Parlor - History of Appleton and America
Traveling back and forth between Cheyenne and Chicago, Henry Rogers met two brothers, William and John Van Nortwick. The Van Nortwick family owned the largest paper mill west of Ohio. It was located in Batavia Illinois, just outside of Chicago. Though successful, the mill had a huge problem: It could not keep up supplying newsprint to the Chicago Tribune.
At this time, literacy was exploding in America, reaching 80% by Eighteen Seventy. This was double from just ten years before. The newly literate populous was clambering for reading material. Sensing the potential, Rogers and the Van Nortwicks formed a partnership to create a paper empire with Rogers supplying the capital and the Van Nortwicks supplying the expertise.
The three men chose Appleton as the location to start their paper empire. It had everything.
It had vast forests to the north for pulp. In fact, Rogers and the Van Nortwicks were among the very first to use the sulfite method (using sulfuric acid) to breakdown wood pulp to make strong, supple paper. The method is still the primary means of making paper today. Henry Rogers was even an early adopter of industrial technologies.
It had large markets to the south like Milwaukee, Chicago, and St Louis. In fact, the partners sold newsprint as far away as Yokohama Japan.
In the middle, it had the broad and brawny Fox River. The river not only supplied the tremendous amount of water required to make paper (10 billion gallons flow past Hearthstone every day), it also supplied the power. The river drops 40 feet in just one mile here in Appleton. This stairstep was perfect for building dams to harness the mechanical power of the river by using waterwheels.

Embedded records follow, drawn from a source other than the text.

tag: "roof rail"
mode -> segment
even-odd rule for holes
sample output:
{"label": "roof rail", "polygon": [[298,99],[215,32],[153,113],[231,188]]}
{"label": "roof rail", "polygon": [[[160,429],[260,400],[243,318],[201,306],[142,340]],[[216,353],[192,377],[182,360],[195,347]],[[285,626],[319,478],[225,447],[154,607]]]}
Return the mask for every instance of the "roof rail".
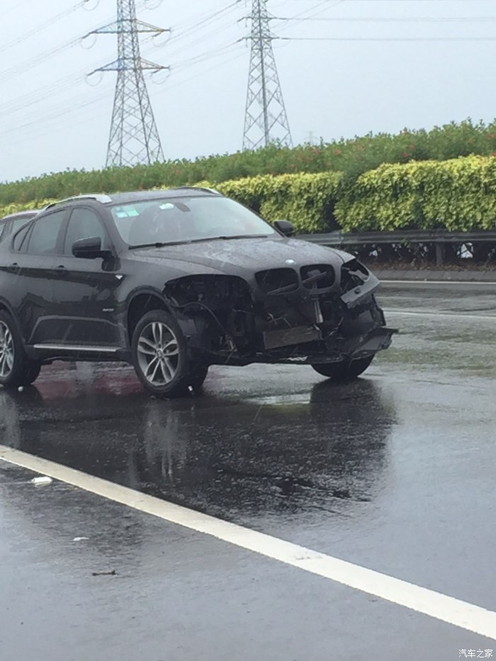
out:
{"label": "roof rail", "polygon": [[219,193],[218,191],[215,191],[215,188],[208,188],[205,186],[178,186],[176,190],[183,191],[183,190],[192,190],[192,191],[206,191],[208,193],[213,193],[214,195],[222,195],[222,193]]}
{"label": "roof rail", "polygon": [[89,193],[87,195],[74,195],[70,198],[64,198],[62,200],[57,200],[57,202],[52,202],[47,205],[43,210],[51,209],[52,207],[57,206],[57,204],[64,204],[65,202],[73,202],[76,200],[94,200],[96,202],[101,202],[102,204],[108,204],[112,201],[112,198],[109,195],[104,195],[101,193]]}

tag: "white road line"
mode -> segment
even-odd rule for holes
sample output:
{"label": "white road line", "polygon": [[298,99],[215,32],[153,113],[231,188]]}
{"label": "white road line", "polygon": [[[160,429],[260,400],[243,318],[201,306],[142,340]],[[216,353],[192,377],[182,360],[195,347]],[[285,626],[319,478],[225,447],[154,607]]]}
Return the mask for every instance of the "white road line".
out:
{"label": "white road line", "polygon": [[496,640],[496,612],[0,445],[0,459]]}
{"label": "white road line", "polygon": [[398,315],[405,317],[452,317],[456,319],[457,321],[459,321],[461,319],[466,319],[469,321],[473,321],[473,320],[482,320],[483,321],[491,321],[496,322],[496,315],[464,315],[461,312],[427,312],[419,310],[419,312],[412,312],[412,310],[384,310],[384,314],[388,317],[390,317],[392,315]]}
{"label": "white road line", "polygon": [[496,287],[496,281],[489,282],[487,280],[381,280],[381,283],[391,285],[489,285]]}

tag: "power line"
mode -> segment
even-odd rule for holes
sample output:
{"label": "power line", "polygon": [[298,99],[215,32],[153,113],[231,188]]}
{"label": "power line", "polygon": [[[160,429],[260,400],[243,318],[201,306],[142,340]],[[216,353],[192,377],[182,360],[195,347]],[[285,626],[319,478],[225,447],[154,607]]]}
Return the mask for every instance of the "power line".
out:
{"label": "power line", "polygon": [[319,18],[309,16],[308,18],[297,18],[296,17],[274,17],[275,21],[329,21],[334,23],[487,23],[496,21],[496,16],[439,16],[439,17],[415,17],[408,16],[404,18],[391,18],[385,16],[378,18],[376,16],[321,16]]}
{"label": "power line", "polygon": [[252,0],[248,90],[243,149],[256,149],[278,141],[292,146],[279,76],[272,49],[266,0]]}
{"label": "power line", "polygon": [[496,37],[278,37],[281,41],[496,41]]}
{"label": "power line", "polygon": [[94,31],[94,34],[116,34],[118,40],[117,60],[95,69],[117,72],[107,148],[108,167],[150,164],[164,160],[143,72],[157,72],[166,67],[141,57],[138,34],[165,31],[137,19],[135,0],[118,0],[117,21]]}

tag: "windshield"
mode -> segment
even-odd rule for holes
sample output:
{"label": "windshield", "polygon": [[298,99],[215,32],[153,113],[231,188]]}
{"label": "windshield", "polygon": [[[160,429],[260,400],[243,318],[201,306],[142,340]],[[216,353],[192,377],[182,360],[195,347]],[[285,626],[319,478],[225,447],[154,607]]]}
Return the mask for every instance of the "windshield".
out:
{"label": "windshield", "polygon": [[249,209],[220,196],[147,200],[115,205],[111,210],[119,234],[130,246],[276,235]]}

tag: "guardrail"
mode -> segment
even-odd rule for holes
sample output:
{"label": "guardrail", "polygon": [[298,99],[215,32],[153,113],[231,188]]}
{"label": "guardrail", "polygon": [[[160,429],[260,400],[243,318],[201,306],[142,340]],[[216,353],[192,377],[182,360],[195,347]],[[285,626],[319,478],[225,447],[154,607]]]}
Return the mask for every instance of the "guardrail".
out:
{"label": "guardrail", "polygon": [[[446,230],[399,230],[393,232],[362,232],[337,231],[328,234],[298,235],[297,238],[334,248],[368,247],[370,250],[376,247],[381,248],[381,246],[386,245],[396,247],[412,244],[417,247],[432,246],[434,249],[433,256],[435,256],[437,266],[441,266],[445,261],[446,249],[449,246],[455,248],[456,246],[463,246],[465,252],[471,253],[471,256],[474,256],[474,244],[487,244],[487,261],[490,261],[496,252],[496,230],[472,232],[449,232]],[[461,249],[460,248],[458,252]],[[451,252],[453,254],[453,250]]]}

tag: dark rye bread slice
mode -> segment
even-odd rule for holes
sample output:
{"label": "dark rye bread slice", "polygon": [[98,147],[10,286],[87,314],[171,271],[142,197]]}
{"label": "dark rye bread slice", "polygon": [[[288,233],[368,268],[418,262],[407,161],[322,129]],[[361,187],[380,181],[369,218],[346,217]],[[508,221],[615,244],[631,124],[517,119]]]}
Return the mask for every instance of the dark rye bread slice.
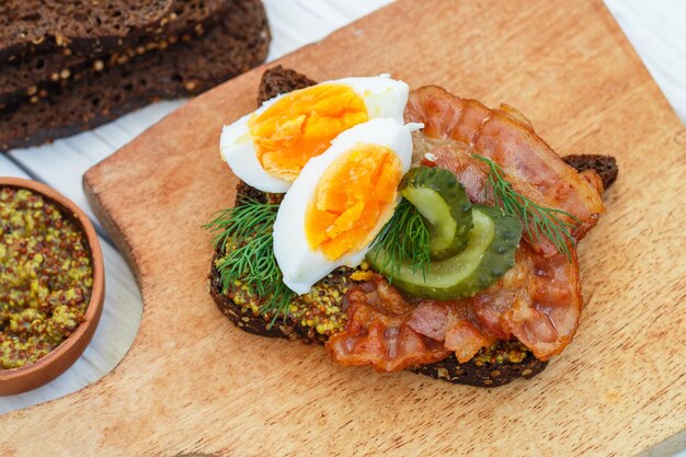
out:
{"label": "dark rye bread slice", "polygon": [[[55,87],[65,87],[80,79],[84,71],[102,71],[105,67],[126,64],[145,53],[167,48],[179,41],[202,36],[216,25],[236,0],[175,1],[175,20],[162,34],[140,35],[136,43],[122,46],[110,54],[72,54],[69,48],[54,53],[33,53],[3,65],[0,71],[0,110],[8,110],[22,101],[45,98]],[[140,43],[138,43],[140,42]]]}
{"label": "dark rye bread slice", "polygon": [[39,103],[0,114],[0,150],[50,141],[95,127],[158,99],[194,95],[261,64],[270,31],[260,0],[238,0],[202,39],[60,88]]}
{"label": "dark rye bread slice", "polygon": [[92,56],[176,33],[220,0],[3,0],[0,62],[32,53]]}
{"label": "dark rye bread slice", "polygon": [[71,48],[88,54],[161,32],[175,0],[2,0],[0,57]]}
{"label": "dark rye bread slice", "polygon": [[[281,93],[302,89],[313,83],[315,81],[296,71],[281,66],[274,67],[262,76],[258,103],[261,104],[265,100]],[[262,202],[272,196],[244,183],[240,183],[237,204],[241,203],[243,195]],[[221,252],[216,252],[211,262],[209,293],[221,312],[239,329],[262,336],[301,340],[306,343],[317,342],[323,344],[327,341],[325,335],[317,333],[312,328],[296,324],[290,318],[277,320],[274,325],[270,325],[271,318],[268,316],[255,315],[249,308],[235,304],[226,294],[222,294],[220,274],[216,267],[216,260],[220,256]],[[333,274],[336,274],[336,272]],[[546,362],[537,359],[530,353],[527,353],[526,357],[516,364],[511,362],[484,363],[476,358],[460,364],[455,356],[450,356],[435,364],[416,367],[414,372],[454,384],[496,387],[519,377],[530,378],[540,373],[546,365]]]}

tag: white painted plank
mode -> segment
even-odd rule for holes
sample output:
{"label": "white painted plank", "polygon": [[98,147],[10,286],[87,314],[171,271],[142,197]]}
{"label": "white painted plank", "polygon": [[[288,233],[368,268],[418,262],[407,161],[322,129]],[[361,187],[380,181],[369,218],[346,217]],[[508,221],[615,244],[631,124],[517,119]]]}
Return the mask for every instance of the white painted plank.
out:
{"label": "white painted plank", "polygon": [[605,0],[605,4],[686,123],[686,1]]}
{"label": "white painted plank", "polygon": [[0,155],[0,176],[28,178],[22,169],[2,155]]}

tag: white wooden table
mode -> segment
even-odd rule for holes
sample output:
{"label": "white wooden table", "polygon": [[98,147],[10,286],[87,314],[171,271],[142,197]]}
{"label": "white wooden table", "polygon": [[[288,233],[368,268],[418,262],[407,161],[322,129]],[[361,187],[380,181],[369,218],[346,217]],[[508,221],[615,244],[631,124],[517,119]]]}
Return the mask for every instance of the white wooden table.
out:
{"label": "white wooden table", "polygon": [[[264,0],[275,59],[380,8],[391,0]],[[605,0],[683,121],[686,121],[686,0]],[[573,1],[570,0],[570,8]],[[132,273],[90,210],[81,187],[85,170],[110,156],[185,101],[161,102],[53,145],[0,155],[0,175],[32,178],[57,188],[91,216],[105,259],[101,323],[79,361],[53,382],[0,397],[0,413],[78,390],[108,373],[130,346],[142,302]]]}

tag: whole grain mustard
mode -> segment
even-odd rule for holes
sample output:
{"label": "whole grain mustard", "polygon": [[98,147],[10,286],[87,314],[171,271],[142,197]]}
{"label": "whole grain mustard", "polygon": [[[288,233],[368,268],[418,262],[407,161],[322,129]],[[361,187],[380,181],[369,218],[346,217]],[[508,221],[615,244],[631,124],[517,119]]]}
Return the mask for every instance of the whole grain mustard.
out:
{"label": "whole grain mustard", "polygon": [[31,191],[0,187],[0,368],[45,356],[83,321],[91,254],[72,217]]}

It had a ready-made infrastructure. The river was already lined with mills. At first they were flour mills during the Civil War, then lumber mills. In 1872, Henry starts buying them up and turning them into paper mills.
And finally, it had labor. The mills were filled with millwrights, experienced laborers who knew how to harness the power of the river.
It is the second Waldo painting, over the piano, that depicts this part of Henry’s business empire. It shows the dam, which is still there, and the two papermills that were also originally lit on that first night along with Hearthstone. In the center is the Appleton Paper and Pulp Company (owned by Rogers and his partners) which he founded in 1872. This is where Henry put the dynamo to light his home, that mill, and the mill pictured on the left, the Kimberly and Clark Vulcan mill.
Henry Rogers and his partners along with Kimberly, Clark, and their partners are the ones who founded the paper industry along the Fox River. The area is still dotted with paper mills to this day and is still called "The Paper Valley."